Second thing is, No, TPM+PIN does not help, the issue is still exploitable regardless, I asked myself this question, can it still work in a TPM+PIN environment ? Yes it does, I’m just not publishing the PoC, I think what’s out there is already bad enough.
The PoC for that goes to another school, in Canada.
Edit:
Downvoters don’t understand the nature of this exploit.
Without PIN, the windows recovery software has full access to the encryption keys in the pre-boot environment. So to crack bitlocker in this case, a hacker only needs to find a bug in the WRE to get at the keys. => That’s the Yellowkey exploit.
With a PIN, no Windows or Microsoft program has access to the bitlocker encryption keys until the PIN is provided, and it can’t be brute forced because the TPM protects against that. To exploit that, would require a attack on the TPM hardware itself, which would be absolutely massive if he could pull this off through software only and of a completely different nature than the Yellowkey exploit. It also wouldn’t have anything to do with Microsoft software, because it wouldn’t be in the loop for this.
To use an analogy: Yellowkey is like beating a bank employee (the WRE) who knows the combination to the safe with a wrench until he gives you the combination. In an attack with a PIN, the bank employee doesn’t know the combination himself, so you can beat him with a wrench as much as you like, he’s not going to give you anything useful.
Extraordinary claims require extraordinary evidence, and he has provided none. Furthermore, he has a bone to pick with Microsoft over a denied bug bounty, so he clearly has a motif to undermine trust in Microsoft products like bitlocker. All this, and knowing the typical hacker personality, leads me to believe that this is pure bluff. If he had something, he would show it.
That clarification of yours is massively important. Your initial comment sounds as if there is a PoC from Canada on how to circumvent the PIN for the Bitlocker keys.
Maybe that’s why you got downvoted?
I agree the “security researcher” sounds bitter, but also they found a proven critical backdoor, so it’d be negligent to just ignore their comment about circumventing the PIN. And the only way they could put microSLOP at fault for that would be if they could find that microSLOP was backing up encryption keys in the recovery environment / boot files somewhere.
the only way they could put microSLOP at fault for that would be if they could find that microSLOP was backing up encryption keys in the recovery environment / boot files somewhere
Seems unlikely. The WRE is like 32MiB in size, and most of that consists of static binaries. Not much info is saved there, except for some log files. If the bitlocker keys were there, they would have already been found by someone else.
The PoC for that goes to another school, in Canada.
Edit:
Downvoters don’t understand the nature of this exploit.
Without PIN, the windows recovery software has full access to the encryption keys in the pre-boot environment. So to crack bitlocker in this case, a hacker only needs to find a bug in the WRE to get at the keys. => That’s the Yellowkey exploit.
With a PIN, no Windows or Microsoft program has access to the bitlocker encryption keys until the PIN is provided, and it can’t be brute forced because the TPM protects against that. To exploit that, would require a attack on the TPM hardware itself, which would be absolutely massive if he could pull this off through software only and of a completely different nature than the Yellowkey exploit. It also wouldn’t have anything to do with Microsoft software, because it wouldn’t be in the loop for this.

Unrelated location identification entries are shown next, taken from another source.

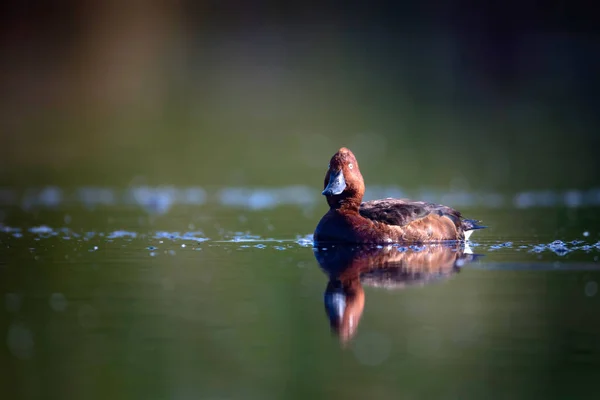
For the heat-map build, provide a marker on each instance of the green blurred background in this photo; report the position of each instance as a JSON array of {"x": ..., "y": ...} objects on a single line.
[{"x": 259, "y": 93}]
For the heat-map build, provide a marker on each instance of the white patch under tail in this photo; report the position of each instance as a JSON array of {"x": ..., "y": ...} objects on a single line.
[{"x": 467, "y": 249}]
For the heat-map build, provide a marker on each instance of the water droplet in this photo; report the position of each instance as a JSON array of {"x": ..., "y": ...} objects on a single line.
[{"x": 88, "y": 316}]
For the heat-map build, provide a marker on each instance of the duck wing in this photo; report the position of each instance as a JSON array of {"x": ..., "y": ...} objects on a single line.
[{"x": 402, "y": 212}]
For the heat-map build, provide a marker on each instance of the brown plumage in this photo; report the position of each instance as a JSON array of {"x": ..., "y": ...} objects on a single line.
[{"x": 381, "y": 221}]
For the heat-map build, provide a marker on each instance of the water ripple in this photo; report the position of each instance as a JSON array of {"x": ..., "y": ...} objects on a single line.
[{"x": 161, "y": 199}]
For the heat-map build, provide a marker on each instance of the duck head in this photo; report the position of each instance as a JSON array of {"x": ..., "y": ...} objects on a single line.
[{"x": 343, "y": 183}]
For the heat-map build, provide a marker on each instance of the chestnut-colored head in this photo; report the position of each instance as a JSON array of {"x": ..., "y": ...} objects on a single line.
[{"x": 343, "y": 185}]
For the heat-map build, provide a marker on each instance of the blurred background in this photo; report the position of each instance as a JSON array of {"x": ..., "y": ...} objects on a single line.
[
  {"x": 231, "y": 110},
  {"x": 218, "y": 93}
]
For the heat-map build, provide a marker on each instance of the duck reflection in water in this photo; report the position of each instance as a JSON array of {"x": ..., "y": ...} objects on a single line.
[{"x": 391, "y": 267}]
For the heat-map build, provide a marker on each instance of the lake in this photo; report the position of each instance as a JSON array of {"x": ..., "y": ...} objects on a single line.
[{"x": 185, "y": 292}]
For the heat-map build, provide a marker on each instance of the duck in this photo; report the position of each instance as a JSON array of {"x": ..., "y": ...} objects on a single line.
[
  {"x": 349, "y": 268},
  {"x": 350, "y": 220}
]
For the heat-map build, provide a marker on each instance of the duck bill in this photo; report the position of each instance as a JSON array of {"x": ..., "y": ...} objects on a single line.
[{"x": 336, "y": 184}]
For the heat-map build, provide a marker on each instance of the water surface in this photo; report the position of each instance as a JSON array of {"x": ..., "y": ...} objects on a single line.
[{"x": 225, "y": 299}]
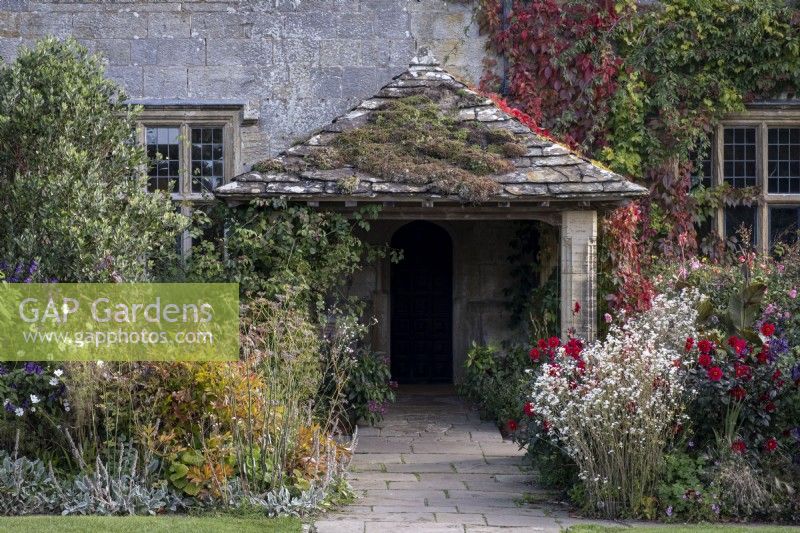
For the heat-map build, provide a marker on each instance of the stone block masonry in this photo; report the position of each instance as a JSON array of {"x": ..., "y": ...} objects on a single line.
[{"x": 296, "y": 64}]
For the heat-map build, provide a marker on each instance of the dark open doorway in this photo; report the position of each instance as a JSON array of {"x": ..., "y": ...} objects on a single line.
[{"x": 422, "y": 305}]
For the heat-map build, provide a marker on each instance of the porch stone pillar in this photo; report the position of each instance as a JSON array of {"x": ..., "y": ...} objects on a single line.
[{"x": 579, "y": 273}]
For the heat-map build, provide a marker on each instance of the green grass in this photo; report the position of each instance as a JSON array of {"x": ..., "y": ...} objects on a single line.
[
  {"x": 154, "y": 524},
  {"x": 683, "y": 528}
]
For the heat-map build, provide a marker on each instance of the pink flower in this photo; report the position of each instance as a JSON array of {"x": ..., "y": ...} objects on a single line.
[{"x": 771, "y": 445}]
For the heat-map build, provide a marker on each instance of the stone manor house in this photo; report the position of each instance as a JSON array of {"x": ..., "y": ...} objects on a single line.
[{"x": 226, "y": 84}]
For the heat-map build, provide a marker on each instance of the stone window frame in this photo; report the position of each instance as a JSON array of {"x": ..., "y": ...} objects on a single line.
[
  {"x": 761, "y": 117},
  {"x": 186, "y": 116}
]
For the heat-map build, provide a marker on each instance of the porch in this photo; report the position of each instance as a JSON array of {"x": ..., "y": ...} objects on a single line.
[{"x": 451, "y": 170}]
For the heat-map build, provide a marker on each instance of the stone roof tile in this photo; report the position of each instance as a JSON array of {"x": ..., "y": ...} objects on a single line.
[{"x": 547, "y": 171}]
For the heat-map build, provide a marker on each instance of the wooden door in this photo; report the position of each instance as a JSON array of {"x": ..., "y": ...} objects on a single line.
[{"x": 422, "y": 305}]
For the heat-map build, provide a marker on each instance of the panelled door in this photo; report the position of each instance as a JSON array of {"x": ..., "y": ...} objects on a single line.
[{"x": 422, "y": 305}]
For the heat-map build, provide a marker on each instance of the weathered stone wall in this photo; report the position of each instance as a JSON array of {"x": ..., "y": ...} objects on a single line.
[
  {"x": 296, "y": 64},
  {"x": 481, "y": 273}
]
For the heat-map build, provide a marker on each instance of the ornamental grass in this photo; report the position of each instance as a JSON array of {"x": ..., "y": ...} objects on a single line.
[{"x": 613, "y": 406}]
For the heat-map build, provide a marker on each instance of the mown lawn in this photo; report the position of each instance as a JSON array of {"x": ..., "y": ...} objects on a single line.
[
  {"x": 685, "y": 528},
  {"x": 155, "y": 524}
]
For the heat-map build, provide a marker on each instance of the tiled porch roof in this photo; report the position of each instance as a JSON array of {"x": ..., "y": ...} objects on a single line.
[{"x": 546, "y": 172}]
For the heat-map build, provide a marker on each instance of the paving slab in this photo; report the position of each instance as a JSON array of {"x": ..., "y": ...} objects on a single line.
[{"x": 432, "y": 466}]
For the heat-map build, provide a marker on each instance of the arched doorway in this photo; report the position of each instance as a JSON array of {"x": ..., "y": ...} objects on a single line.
[{"x": 422, "y": 305}]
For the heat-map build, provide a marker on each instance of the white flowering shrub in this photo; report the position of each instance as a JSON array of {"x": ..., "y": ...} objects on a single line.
[{"x": 613, "y": 406}]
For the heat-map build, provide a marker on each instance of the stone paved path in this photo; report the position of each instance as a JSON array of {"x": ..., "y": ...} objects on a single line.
[{"x": 433, "y": 466}]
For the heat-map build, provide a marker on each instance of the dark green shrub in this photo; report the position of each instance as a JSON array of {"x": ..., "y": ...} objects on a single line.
[{"x": 494, "y": 379}]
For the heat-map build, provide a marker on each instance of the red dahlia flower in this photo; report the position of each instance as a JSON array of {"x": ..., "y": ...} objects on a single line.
[
  {"x": 771, "y": 445},
  {"x": 689, "y": 343},
  {"x": 743, "y": 372},
  {"x": 763, "y": 355},
  {"x": 573, "y": 348},
  {"x": 705, "y": 346},
  {"x": 739, "y": 446},
  {"x": 737, "y": 344}
]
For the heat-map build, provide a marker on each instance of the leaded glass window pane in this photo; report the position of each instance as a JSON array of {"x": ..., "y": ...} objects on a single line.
[
  {"x": 738, "y": 217},
  {"x": 207, "y": 159},
  {"x": 784, "y": 222},
  {"x": 163, "y": 151},
  {"x": 739, "y": 162},
  {"x": 783, "y": 169}
]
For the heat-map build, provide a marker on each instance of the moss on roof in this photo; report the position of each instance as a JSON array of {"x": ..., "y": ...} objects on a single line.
[{"x": 414, "y": 140}]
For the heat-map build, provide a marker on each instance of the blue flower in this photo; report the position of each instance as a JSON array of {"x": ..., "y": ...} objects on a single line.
[{"x": 33, "y": 368}]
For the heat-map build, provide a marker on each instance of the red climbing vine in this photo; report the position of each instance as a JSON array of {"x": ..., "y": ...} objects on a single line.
[{"x": 640, "y": 88}]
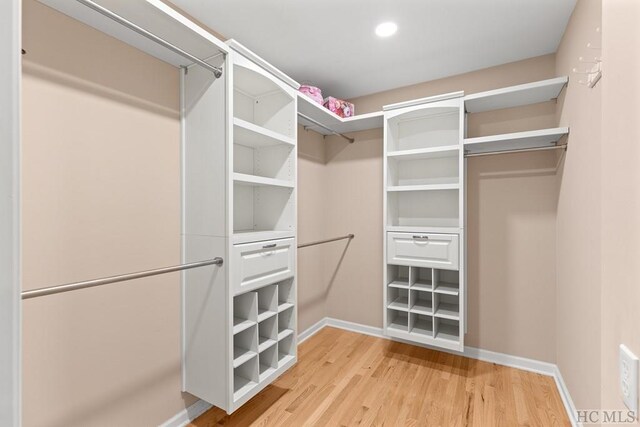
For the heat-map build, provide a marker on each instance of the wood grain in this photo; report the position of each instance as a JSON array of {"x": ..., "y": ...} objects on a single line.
[{"x": 347, "y": 379}]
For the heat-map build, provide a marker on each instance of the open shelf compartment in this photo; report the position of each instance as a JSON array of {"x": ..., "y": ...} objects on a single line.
[
  {"x": 398, "y": 276},
  {"x": 245, "y": 311},
  {"x": 263, "y": 209},
  {"x": 424, "y": 128},
  {"x": 262, "y": 102},
  {"x": 423, "y": 208}
]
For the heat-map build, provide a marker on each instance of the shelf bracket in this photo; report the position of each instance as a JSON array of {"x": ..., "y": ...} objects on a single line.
[{"x": 317, "y": 123}]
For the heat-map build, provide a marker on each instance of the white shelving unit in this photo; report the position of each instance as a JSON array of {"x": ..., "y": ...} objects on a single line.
[
  {"x": 240, "y": 158},
  {"x": 424, "y": 214},
  {"x": 317, "y": 112}
]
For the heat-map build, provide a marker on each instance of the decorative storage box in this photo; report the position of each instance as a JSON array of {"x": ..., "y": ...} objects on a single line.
[
  {"x": 312, "y": 92},
  {"x": 339, "y": 107}
]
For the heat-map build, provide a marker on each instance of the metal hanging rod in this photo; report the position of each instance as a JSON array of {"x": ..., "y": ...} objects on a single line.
[
  {"x": 319, "y": 242},
  {"x": 523, "y": 150},
  {"x": 304, "y": 116},
  {"x": 114, "y": 279},
  {"x": 217, "y": 71}
]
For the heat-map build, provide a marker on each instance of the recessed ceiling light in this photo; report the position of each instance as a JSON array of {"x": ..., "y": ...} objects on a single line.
[{"x": 386, "y": 29}]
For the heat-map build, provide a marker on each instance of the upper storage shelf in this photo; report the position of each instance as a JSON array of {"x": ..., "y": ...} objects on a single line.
[
  {"x": 315, "y": 111},
  {"x": 153, "y": 16},
  {"x": 515, "y": 96},
  {"x": 515, "y": 141}
]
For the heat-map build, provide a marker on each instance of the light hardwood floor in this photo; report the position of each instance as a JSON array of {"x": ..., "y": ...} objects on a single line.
[{"x": 344, "y": 378}]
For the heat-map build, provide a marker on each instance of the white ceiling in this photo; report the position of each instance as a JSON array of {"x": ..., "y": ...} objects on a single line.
[{"x": 332, "y": 44}]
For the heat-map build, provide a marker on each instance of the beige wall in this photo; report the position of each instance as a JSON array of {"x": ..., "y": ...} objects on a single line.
[
  {"x": 620, "y": 189},
  {"x": 101, "y": 191},
  {"x": 579, "y": 207},
  {"x": 512, "y": 210}
]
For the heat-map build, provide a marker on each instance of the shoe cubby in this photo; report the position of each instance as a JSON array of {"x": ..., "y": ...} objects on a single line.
[
  {"x": 267, "y": 333},
  {"x": 398, "y": 299},
  {"x": 267, "y": 302},
  {"x": 245, "y": 378},
  {"x": 421, "y": 325},
  {"x": 286, "y": 350},
  {"x": 245, "y": 346},
  {"x": 397, "y": 320},
  {"x": 245, "y": 311},
  {"x": 263, "y": 102},
  {"x": 268, "y": 362},
  {"x": 258, "y": 208},
  {"x": 286, "y": 323},
  {"x": 446, "y": 306},
  {"x": 426, "y": 208},
  {"x": 427, "y": 128},
  {"x": 421, "y": 279},
  {"x": 421, "y": 302},
  {"x": 286, "y": 296},
  {"x": 446, "y": 282},
  {"x": 398, "y": 276},
  {"x": 447, "y": 329},
  {"x": 444, "y": 169}
]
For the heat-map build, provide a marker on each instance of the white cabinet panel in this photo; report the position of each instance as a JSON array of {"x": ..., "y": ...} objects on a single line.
[
  {"x": 261, "y": 263},
  {"x": 423, "y": 250}
]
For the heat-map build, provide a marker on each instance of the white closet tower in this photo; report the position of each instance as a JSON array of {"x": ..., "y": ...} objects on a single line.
[
  {"x": 424, "y": 286},
  {"x": 240, "y": 186}
]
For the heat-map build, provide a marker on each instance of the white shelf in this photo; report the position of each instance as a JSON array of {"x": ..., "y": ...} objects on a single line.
[
  {"x": 283, "y": 306},
  {"x": 264, "y": 314},
  {"x": 317, "y": 112},
  {"x": 423, "y": 327},
  {"x": 253, "y": 180},
  {"x": 425, "y": 153},
  {"x": 247, "y": 236},
  {"x": 154, "y": 17},
  {"x": 254, "y": 136},
  {"x": 284, "y": 333},
  {"x": 401, "y": 303},
  {"x": 240, "y": 324},
  {"x": 447, "y": 288},
  {"x": 428, "y": 187},
  {"x": 422, "y": 307},
  {"x": 399, "y": 284},
  {"x": 242, "y": 386},
  {"x": 515, "y": 141},
  {"x": 443, "y": 226},
  {"x": 284, "y": 358},
  {"x": 264, "y": 343},
  {"x": 241, "y": 356},
  {"x": 448, "y": 333},
  {"x": 266, "y": 371},
  {"x": 422, "y": 285},
  {"x": 515, "y": 96},
  {"x": 447, "y": 311}
]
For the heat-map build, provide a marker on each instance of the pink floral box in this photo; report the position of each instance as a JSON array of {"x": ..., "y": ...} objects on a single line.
[
  {"x": 339, "y": 107},
  {"x": 312, "y": 92}
]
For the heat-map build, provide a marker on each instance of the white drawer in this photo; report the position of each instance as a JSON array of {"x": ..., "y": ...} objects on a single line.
[
  {"x": 423, "y": 250},
  {"x": 262, "y": 263}
]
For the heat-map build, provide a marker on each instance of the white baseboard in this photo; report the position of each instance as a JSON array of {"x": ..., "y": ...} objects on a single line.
[
  {"x": 187, "y": 415},
  {"x": 192, "y": 412},
  {"x": 543, "y": 368}
]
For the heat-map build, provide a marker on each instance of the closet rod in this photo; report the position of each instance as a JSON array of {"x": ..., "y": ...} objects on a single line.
[
  {"x": 217, "y": 71},
  {"x": 319, "y": 242},
  {"x": 523, "y": 150},
  {"x": 351, "y": 140},
  {"x": 114, "y": 279}
]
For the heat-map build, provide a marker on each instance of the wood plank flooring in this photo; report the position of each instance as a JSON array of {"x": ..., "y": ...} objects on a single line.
[{"x": 345, "y": 379}]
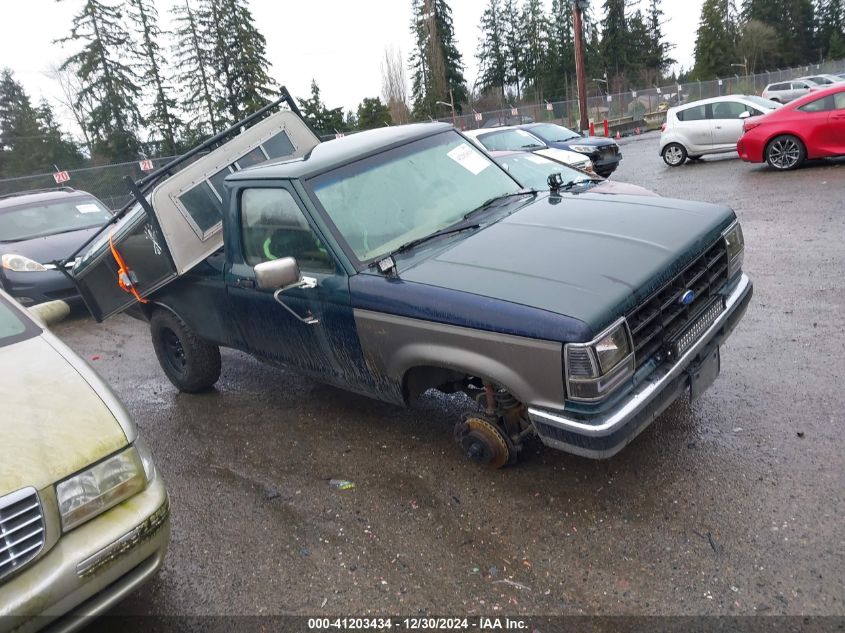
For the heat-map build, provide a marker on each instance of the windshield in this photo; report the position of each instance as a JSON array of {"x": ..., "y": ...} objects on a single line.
[
  {"x": 768, "y": 104},
  {"x": 510, "y": 140},
  {"x": 552, "y": 133},
  {"x": 380, "y": 203},
  {"x": 13, "y": 327},
  {"x": 50, "y": 217},
  {"x": 533, "y": 171}
]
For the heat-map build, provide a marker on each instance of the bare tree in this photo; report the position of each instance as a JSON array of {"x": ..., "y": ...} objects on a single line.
[
  {"x": 73, "y": 100},
  {"x": 394, "y": 89}
]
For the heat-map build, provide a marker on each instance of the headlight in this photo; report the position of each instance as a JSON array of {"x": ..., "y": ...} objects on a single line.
[
  {"x": 93, "y": 491},
  {"x": 735, "y": 243},
  {"x": 596, "y": 368},
  {"x": 20, "y": 264}
]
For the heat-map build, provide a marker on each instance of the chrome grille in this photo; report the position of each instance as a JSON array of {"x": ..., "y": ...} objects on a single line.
[
  {"x": 656, "y": 321},
  {"x": 21, "y": 530}
]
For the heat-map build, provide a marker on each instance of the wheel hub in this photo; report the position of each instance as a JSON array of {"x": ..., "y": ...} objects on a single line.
[{"x": 482, "y": 442}]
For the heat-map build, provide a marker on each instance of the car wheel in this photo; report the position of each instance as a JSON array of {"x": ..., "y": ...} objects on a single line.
[
  {"x": 785, "y": 152},
  {"x": 674, "y": 154},
  {"x": 190, "y": 363}
]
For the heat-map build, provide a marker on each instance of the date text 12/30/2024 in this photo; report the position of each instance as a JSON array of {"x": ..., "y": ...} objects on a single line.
[{"x": 419, "y": 624}]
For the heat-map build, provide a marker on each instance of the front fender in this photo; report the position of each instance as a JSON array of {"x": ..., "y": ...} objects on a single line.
[{"x": 531, "y": 369}]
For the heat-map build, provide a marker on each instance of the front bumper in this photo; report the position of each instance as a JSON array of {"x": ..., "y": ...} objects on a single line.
[
  {"x": 605, "y": 164},
  {"x": 605, "y": 434},
  {"x": 37, "y": 287},
  {"x": 91, "y": 568}
]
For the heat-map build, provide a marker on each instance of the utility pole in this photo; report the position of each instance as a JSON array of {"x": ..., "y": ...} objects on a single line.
[{"x": 580, "y": 74}]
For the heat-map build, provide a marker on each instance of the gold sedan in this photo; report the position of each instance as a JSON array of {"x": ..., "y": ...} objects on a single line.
[{"x": 84, "y": 516}]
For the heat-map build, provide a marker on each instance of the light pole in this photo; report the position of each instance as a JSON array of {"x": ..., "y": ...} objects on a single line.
[{"x": 578, "y": 7}]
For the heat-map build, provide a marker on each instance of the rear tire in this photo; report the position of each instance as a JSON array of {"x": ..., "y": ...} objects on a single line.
[
  {"x": 785, "y": 152},
  {"x": 674, "y": 154},
  {"x": 191, "y": 363}
]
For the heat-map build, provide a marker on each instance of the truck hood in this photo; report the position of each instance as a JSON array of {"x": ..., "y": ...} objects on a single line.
[
  {"x": 53, "y": 423},
  {"x": 590, "y": 257}
]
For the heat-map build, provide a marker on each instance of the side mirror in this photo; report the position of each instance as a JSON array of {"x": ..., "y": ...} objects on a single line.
[
  {"x": 277, "y": 273},
  {"x": 51, "y": 312}
]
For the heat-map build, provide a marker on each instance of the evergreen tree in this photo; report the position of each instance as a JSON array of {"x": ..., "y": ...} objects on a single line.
[
  {"x": 372, "y": 113},
  {"x": 239, "y": 58},
  {"x": 514, "y": 46},
  {"x": 437, "y": 69},
  {"x": 658, "y": 49},
  {"x": 319, "y": 117},
  {"x": 615, "y": 41},
  {"x": 533, "y": 30},
  {"x": 715, "y": 47},
  {"x": 30, "y": 138},
  {"x": 491, "y": 55},
  {"x": 108, "y": 80},
  {"x": 195, "y": 73},
  {"x": 143, "y": 16}
]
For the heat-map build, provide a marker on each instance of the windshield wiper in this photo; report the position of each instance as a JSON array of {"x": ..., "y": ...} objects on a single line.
[
  {"x": 455, "y": 228},
  {"x": 486, "y": 205}
]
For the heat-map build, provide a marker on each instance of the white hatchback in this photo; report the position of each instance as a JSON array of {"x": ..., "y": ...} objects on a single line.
[{"x": 709, "y": 126}]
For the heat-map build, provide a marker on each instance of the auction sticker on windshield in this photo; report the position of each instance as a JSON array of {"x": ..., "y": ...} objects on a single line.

To use an analogy: Yellowkey is like beating a bank employee (the WRE) who knows the combination to the safe with a wrench until he gives you the combination. In an attack with a PIN, the bank employee doesn’t know the combination himself, so you can beat him with a wrench as much as you like, he’s not going to give you anything useful.
Extraordinary claims require extraordinary evidence, and he has provided none. Furthermore, he has a bone to pick with Microsoft over a denied bug bounty, so he clearly has a motif to undermine trust in Microsoft products like bitlocker. All this, and knowing the typical hacker personality, leads me to believe that this is pure bluff. If he had something, he would show it.
That clarification of yours is massively important. Your initial comment sounds as if there is a PoC from Canada on how to circumvent the PIN for the Bitlocker keys.
Maybe that’s why you got downvoted?
I agree the “security researcher” sounds bitter, but also they found a proven critical backdoor, so it’d be negligent to just ignore their comment about circumventing the PIN. And the only way they could put microSLOP at fault for that would be if they could find that microSLOP was backing up encryption keys in the recovery environment / boot files somewhere.
I think my mistake was assuming I was on a security related community, where this would be understood, instead of PC masterrace.
It’s a meme joke, referencing this: https://knowyourmeme.com/memes/she-goes-to-another-school
Seems unlikely. The WRE is like 32MiB in size, and most of that consists of static binaries. Not much info is saved there, except for some log files. If the bitlocker keys were there, they would have already been found by someone else.
That’s what I’m saying. Not impossible though to hide key weakening info somewhere.